Le tribunal de commerce de Bordeaux, statuant en référé le 7 octobre 2025, examine une demande de provision. Une association de garantie des intempéries poursuit une société défaillante pour le paiement de cotisations. Le juge constate le caractère non sérieusement contestable de la créance. Il accorde la provision et ordonne la capitalisation des intérêts moratoires selon l’article 1343-2 du code civil.
La recevabilité de la demande en provision
Le caractère non sérieusement contestable de la créance. Le juge des référés retient l’existence d’une obligation suffisamment établie. Il fonde sa conviction sur les pièces communiquées par l’association requérante. La défenderesse, en ne comparaissant pas, ne présente aucun élément contraire.
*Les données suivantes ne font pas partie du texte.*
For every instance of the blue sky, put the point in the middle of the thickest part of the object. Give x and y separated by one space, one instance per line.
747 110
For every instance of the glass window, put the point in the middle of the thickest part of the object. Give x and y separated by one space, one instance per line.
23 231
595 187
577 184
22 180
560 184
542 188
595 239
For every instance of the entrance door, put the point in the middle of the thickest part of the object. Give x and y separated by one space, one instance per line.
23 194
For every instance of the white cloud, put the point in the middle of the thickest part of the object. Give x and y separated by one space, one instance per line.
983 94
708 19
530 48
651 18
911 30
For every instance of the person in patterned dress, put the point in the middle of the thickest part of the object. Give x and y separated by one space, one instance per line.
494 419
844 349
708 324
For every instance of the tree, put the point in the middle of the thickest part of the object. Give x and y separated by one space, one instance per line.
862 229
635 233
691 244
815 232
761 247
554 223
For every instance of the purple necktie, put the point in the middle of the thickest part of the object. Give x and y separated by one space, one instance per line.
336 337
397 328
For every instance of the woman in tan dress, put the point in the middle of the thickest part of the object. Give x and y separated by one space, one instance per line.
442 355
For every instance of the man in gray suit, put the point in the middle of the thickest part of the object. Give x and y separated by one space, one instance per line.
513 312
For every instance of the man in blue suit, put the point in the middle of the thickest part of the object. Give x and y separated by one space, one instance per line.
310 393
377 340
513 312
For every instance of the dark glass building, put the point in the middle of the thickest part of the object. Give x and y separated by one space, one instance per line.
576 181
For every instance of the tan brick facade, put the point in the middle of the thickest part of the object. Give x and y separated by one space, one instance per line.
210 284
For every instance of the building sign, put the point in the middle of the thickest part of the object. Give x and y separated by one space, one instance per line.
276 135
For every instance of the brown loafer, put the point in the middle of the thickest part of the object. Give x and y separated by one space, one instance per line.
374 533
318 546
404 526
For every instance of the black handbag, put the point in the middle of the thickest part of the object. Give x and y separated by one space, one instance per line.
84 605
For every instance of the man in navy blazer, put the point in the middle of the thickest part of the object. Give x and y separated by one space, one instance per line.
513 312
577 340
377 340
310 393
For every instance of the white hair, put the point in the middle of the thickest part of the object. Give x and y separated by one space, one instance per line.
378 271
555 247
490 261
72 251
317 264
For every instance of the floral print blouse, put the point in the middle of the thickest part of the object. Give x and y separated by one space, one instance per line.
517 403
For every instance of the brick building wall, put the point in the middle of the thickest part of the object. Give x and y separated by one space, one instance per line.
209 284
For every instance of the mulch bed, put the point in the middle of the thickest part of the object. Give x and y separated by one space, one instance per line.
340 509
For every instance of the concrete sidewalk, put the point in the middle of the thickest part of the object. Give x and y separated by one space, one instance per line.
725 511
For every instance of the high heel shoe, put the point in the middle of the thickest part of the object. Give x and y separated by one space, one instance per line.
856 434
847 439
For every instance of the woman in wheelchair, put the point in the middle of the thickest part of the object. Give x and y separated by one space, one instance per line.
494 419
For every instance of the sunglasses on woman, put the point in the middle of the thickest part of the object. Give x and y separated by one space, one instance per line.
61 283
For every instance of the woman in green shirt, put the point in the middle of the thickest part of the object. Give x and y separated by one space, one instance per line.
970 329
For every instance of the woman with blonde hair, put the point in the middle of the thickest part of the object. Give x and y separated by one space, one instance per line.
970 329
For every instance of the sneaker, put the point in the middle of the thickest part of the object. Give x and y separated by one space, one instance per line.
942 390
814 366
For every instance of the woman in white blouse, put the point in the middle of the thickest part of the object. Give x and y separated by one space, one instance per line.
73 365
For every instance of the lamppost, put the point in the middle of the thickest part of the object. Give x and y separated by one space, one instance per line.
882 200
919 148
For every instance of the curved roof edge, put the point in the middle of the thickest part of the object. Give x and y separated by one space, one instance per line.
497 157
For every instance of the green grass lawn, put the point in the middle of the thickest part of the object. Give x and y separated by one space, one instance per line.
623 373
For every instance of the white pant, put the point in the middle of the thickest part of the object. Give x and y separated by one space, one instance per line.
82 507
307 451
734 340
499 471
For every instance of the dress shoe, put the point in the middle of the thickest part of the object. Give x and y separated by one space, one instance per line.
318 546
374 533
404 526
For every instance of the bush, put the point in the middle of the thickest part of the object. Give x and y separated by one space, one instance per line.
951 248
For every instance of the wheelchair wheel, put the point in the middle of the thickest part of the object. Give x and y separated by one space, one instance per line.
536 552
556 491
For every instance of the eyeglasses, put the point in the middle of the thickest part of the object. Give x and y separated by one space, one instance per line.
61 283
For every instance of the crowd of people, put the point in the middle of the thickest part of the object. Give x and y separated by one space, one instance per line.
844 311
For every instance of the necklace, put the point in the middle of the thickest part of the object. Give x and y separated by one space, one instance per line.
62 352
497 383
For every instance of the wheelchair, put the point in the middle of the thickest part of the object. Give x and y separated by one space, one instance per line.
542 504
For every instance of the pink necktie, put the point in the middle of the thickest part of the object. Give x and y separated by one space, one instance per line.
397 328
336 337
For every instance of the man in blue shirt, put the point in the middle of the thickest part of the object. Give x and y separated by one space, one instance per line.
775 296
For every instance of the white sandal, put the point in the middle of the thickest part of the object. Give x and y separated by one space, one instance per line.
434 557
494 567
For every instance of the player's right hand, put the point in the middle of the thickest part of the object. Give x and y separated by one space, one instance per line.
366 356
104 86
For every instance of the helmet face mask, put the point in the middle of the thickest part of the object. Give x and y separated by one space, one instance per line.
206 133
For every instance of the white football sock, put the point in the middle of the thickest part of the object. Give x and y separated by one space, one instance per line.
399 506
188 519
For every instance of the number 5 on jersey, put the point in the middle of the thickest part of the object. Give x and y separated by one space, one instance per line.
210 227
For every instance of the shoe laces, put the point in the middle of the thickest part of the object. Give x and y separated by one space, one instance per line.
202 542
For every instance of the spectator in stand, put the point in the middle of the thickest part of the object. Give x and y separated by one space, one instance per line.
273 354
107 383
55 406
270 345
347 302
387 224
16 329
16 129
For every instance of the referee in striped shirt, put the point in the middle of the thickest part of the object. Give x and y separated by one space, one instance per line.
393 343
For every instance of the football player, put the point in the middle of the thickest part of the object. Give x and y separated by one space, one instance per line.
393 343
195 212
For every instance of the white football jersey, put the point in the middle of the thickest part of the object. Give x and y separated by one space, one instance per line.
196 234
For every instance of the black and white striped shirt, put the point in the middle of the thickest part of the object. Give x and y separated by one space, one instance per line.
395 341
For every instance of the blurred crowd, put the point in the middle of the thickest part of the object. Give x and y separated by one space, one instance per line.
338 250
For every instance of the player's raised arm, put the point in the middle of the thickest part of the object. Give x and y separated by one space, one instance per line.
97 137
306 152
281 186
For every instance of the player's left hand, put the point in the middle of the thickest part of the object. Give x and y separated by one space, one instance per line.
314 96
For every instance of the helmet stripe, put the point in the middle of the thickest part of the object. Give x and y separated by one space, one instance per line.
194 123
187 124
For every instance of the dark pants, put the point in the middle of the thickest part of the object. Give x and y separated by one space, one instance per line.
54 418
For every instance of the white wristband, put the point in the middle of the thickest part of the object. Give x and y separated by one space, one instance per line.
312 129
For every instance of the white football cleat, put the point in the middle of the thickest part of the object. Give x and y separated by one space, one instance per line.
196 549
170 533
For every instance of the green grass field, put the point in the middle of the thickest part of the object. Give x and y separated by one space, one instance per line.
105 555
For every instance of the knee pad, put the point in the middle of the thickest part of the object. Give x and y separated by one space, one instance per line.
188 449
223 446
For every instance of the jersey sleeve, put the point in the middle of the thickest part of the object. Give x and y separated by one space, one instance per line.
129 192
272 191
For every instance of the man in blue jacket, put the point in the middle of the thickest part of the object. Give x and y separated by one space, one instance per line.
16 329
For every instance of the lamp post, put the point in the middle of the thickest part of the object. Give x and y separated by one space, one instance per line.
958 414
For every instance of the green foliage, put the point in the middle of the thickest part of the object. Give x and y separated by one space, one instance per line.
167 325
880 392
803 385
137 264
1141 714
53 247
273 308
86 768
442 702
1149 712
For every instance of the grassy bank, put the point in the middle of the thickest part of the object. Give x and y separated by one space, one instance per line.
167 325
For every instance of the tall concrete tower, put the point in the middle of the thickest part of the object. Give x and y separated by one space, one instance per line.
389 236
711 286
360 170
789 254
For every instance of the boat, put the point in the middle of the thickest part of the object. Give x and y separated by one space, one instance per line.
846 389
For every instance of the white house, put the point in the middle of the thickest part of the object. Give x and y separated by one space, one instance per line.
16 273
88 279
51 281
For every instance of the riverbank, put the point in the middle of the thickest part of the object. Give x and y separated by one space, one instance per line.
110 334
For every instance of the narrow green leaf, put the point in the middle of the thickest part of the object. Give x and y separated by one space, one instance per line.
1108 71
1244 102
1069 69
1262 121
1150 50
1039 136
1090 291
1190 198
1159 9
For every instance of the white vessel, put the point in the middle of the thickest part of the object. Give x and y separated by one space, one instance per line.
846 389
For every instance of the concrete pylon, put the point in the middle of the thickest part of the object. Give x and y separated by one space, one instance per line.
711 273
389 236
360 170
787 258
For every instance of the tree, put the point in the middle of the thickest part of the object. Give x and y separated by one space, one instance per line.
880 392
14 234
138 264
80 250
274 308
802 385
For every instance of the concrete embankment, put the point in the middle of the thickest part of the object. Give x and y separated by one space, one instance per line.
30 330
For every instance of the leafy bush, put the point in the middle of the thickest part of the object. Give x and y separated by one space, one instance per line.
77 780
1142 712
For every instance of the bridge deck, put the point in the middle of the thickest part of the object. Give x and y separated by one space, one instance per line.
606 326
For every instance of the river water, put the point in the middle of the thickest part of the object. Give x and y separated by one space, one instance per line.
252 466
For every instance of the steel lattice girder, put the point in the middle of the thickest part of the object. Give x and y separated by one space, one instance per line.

Cette approche confirme la jurisprudence constante sur l’article 873 du code de procédure civile. La provision est ainsi accordée pour le principal des cotisations et les frais annexes.
La fixation de l’indemnité pour frais irrépétibles. Le magistrat use de son pouvoir souverain d’appréciation pour allouer une somme. La demande initiale de six cents euros est réduite à cent cinquante euros. Cette décision illustre le caractère équitable et non indemnitaire de l’article 700. Le juge modère le montant au regard des circonstances particulières de l’espèce. Il rappelle ainsi la nature strictement compensatoire de cette indemnité procédurale.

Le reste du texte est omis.